The most critical bottlenecks in decentralization are the capacity of local government to comply with an expanding mandate and the awareness and ability of civil society to get involved in district planning, monitor implementation and demand improved services. While stakeholders in each of the three countries have different training needs, they also share common demands. To date, no complete training manual for integrating food security and the right to food at district level exists.

This doesn’t mean that work has to start from scratch. Most of the material developed by FAO can be used, enriched and adapted. Some material however, in particular on accountability or transparency as it relates to food security concerns at district level, has to be developed. As the countries cannot wait until material is finalized, the project will follow a dual approach of developing the material while using prototypes. Towards the end of the project however, a complete training manual should be finalized.

In September 2010, district officials attended a 2-week course on “Integration of food security and nutrition into district development plans - Application of good governance practices in Sierra Leone, Uganda and Zanzibar”, jointly organized by FAO and InWEnt (now part of GIZ – Deutsche Gesellschaft für international Zusammenarbeit).

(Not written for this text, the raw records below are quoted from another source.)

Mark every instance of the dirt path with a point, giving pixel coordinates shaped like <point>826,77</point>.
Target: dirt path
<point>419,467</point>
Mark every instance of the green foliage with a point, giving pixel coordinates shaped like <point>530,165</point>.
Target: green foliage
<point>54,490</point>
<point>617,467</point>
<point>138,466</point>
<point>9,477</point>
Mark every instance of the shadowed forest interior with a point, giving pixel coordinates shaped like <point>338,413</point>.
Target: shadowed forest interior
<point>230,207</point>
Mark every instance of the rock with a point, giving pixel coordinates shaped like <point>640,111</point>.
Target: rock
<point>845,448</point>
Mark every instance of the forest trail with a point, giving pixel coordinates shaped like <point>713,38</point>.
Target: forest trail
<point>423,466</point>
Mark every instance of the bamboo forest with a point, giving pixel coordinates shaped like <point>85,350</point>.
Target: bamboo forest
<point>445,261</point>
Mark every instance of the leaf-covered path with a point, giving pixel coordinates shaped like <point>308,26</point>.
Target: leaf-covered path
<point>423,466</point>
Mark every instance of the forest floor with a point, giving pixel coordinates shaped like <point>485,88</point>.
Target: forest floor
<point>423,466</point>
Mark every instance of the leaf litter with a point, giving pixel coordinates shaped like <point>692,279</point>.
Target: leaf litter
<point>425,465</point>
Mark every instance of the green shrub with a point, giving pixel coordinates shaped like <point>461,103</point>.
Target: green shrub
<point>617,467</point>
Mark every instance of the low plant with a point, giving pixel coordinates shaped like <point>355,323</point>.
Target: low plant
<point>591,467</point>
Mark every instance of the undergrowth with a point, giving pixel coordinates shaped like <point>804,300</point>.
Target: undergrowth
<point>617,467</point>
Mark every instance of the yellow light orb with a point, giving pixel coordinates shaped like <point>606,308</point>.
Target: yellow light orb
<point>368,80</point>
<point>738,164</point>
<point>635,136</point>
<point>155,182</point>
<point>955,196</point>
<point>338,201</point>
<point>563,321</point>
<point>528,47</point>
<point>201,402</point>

Reference Guide “Integrating the Right to Food”

Decentralization - the transfer of authority and responsibility for public functions from the central government to intermediate and local governments or quasi-independent government organizations and/or the private sector - is a complex multifaceted concept. The way decentralized planning functions and the extent to which food security and nutrition are acknowledged will differ from country to country. The technical assistance provided by FAO thus has to be tailored to the country’s needs. At the same time, there are also communalities and similar needs. A methodological reference guide that builds on the experience of this project and learns from other initiatives is thus dearly needed.

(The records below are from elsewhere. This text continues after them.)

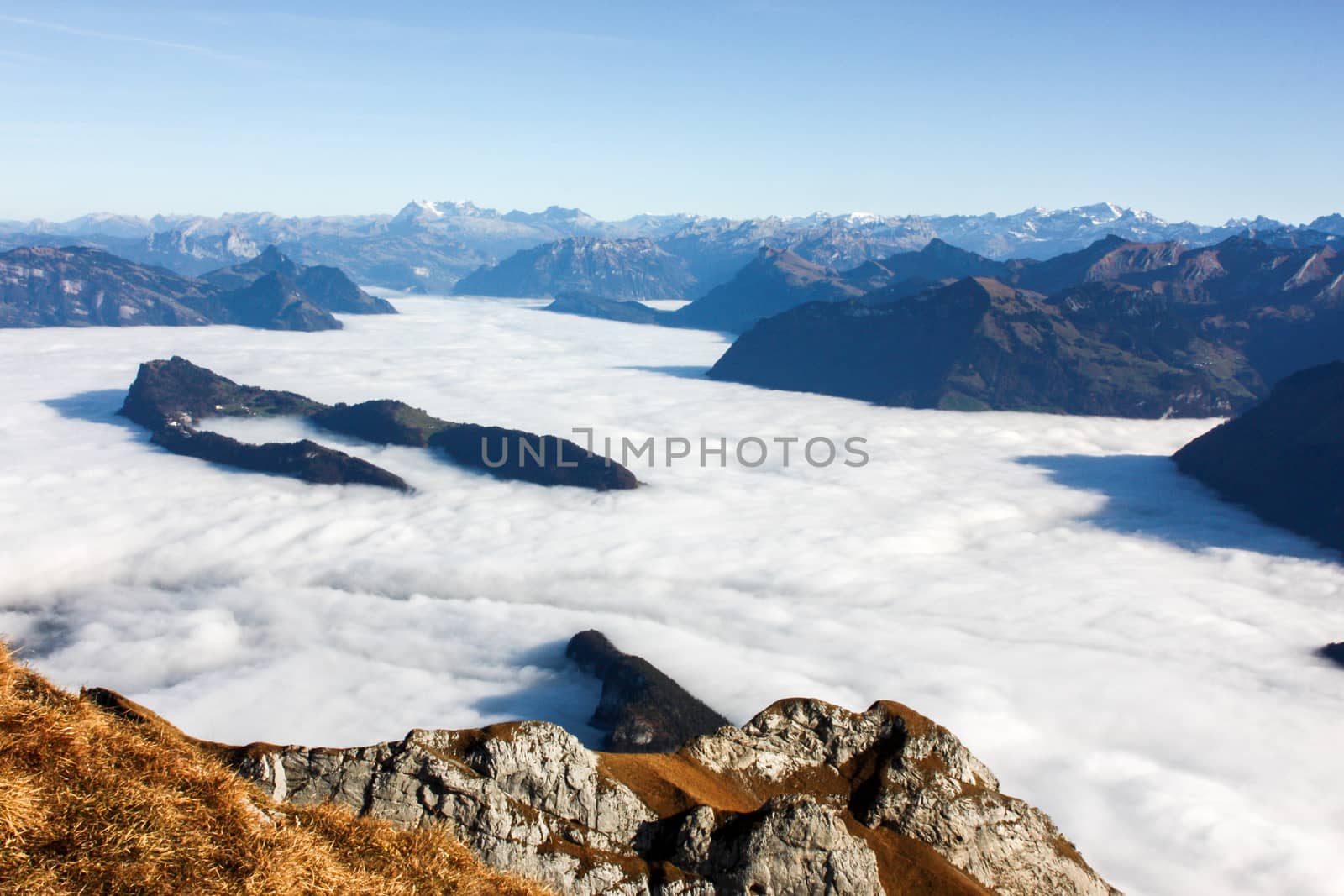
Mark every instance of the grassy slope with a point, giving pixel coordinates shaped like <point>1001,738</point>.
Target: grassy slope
<point>94,804</point>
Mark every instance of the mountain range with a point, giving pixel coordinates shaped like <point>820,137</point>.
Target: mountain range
<point>1120,328</point>
<point>429,246</point>
<point>84,286</point>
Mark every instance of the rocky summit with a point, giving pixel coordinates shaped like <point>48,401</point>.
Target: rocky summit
<point>172,396</point>
<point>806,799</point>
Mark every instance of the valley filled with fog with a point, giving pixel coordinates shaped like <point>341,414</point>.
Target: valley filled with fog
<point>1122,649</point>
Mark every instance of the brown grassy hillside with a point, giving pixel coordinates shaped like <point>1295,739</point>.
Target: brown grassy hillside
<point>96,804</point>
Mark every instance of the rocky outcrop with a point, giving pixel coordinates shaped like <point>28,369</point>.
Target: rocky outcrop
<point>172,396</point>
<point>503,453</point>
<point>642,708</point>
<point>302,459</point>
<point>1283,458</point>
<point>806,799</point>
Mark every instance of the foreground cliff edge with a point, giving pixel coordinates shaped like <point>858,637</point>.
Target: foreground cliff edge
<point>806,799</point>
<point>101,802</point>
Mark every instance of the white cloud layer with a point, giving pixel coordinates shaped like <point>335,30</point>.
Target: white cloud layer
<point>1121,647</point>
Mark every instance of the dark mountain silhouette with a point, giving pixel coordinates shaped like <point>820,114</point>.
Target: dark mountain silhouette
<point>980,344</point>
<point>81,286</point>
<point>1283,458</point>
<point>611,268</point>
<point>171,398</point>
<point>1140,329</point>
<point>642,708</point>
<point>772,282</point>
<point>326,286</point>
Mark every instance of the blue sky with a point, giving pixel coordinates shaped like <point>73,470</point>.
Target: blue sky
<point>1193,110</point>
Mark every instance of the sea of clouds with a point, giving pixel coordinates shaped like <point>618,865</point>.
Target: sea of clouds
<point>1121,647</point>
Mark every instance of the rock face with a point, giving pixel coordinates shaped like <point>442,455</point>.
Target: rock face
<point>172,396</point>
<point>642,708</point>
<point>980,344</point>
<point>1283,458</point>
<point>612,268</point>
<point>806,799</point>
<point>80,286</point>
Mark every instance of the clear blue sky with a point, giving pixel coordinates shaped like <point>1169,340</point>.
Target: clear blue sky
<point>1194,110</point>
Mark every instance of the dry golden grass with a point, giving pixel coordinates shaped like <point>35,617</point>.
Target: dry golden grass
<point>96,804</point>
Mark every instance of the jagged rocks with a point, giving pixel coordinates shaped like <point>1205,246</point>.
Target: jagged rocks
<point>806,799</point>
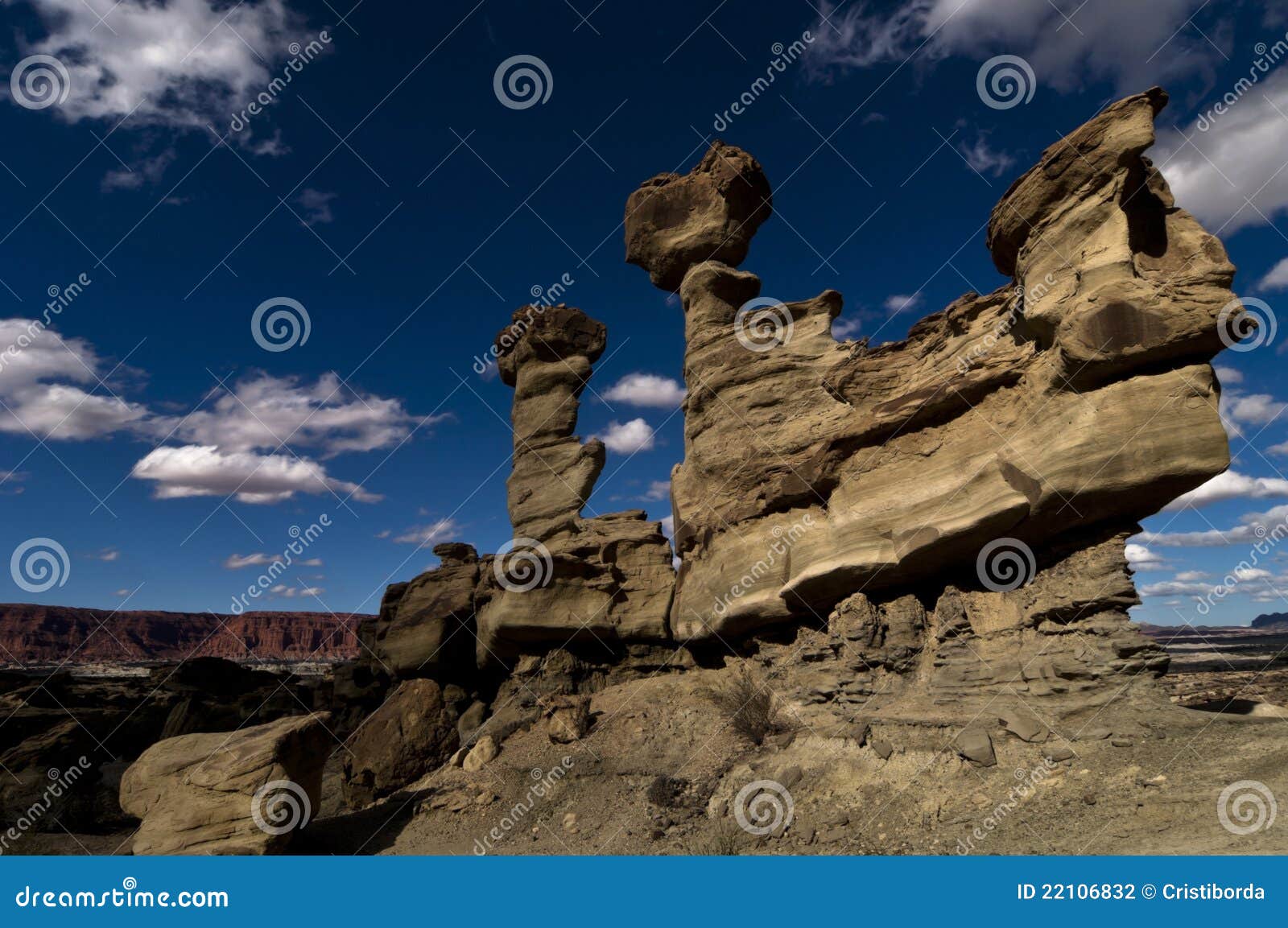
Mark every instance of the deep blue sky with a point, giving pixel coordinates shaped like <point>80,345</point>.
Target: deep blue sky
<point>448,208</point>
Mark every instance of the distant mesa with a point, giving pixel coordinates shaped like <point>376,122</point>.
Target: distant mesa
<point>34,635</point>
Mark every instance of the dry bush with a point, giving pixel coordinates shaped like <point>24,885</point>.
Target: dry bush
<point>750,706</point>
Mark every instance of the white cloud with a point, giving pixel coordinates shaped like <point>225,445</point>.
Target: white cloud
<point>1174,588</point>
<point>1121,41</point>
<point>264,410</point>
<point>1240,157</point>
<point>32,356</point>
<point>1253,528</point>
<point>1230,485</point>
<point>647,389</point>
<point>628,438</point>
<point>658,489</point>
<point>985,159</point>
<point>261,559</point>
<point>291,592</point>
<point>1140,558</point>
<point>206,472</point>
<point>845,328</point>
<point>316,205</point>
<point>1259,408</point>
<point>150,170</point>
<point>1277,278</point>
<point>428,534</point>
<point>898,303</point>
<point>182,64</point>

Reference Guide “Empowering Civil Society”

Empowerment involves creating pathways for voices to be heard, and for the poor and hungry to fully participate in the formulation, implementation and monitoring of public policies. Stated more simply, to ensure that the right to food remain a priority on the local government agenda, it is necessary to create an enabled community of active citizens, and informed citizens, along with responsive, accountable, transparent government officials and processes. The project will explore constraints and opportunities of civil society in districts indicated in three countries to extend the boundary of possibilities for civil society as the true stakeholder in development processes and ultimately as the final but most important beneficiary of all development efforts. The reference guide will suggest methods and tools improving civil society involvement in food security policy design, implementation and monitoring.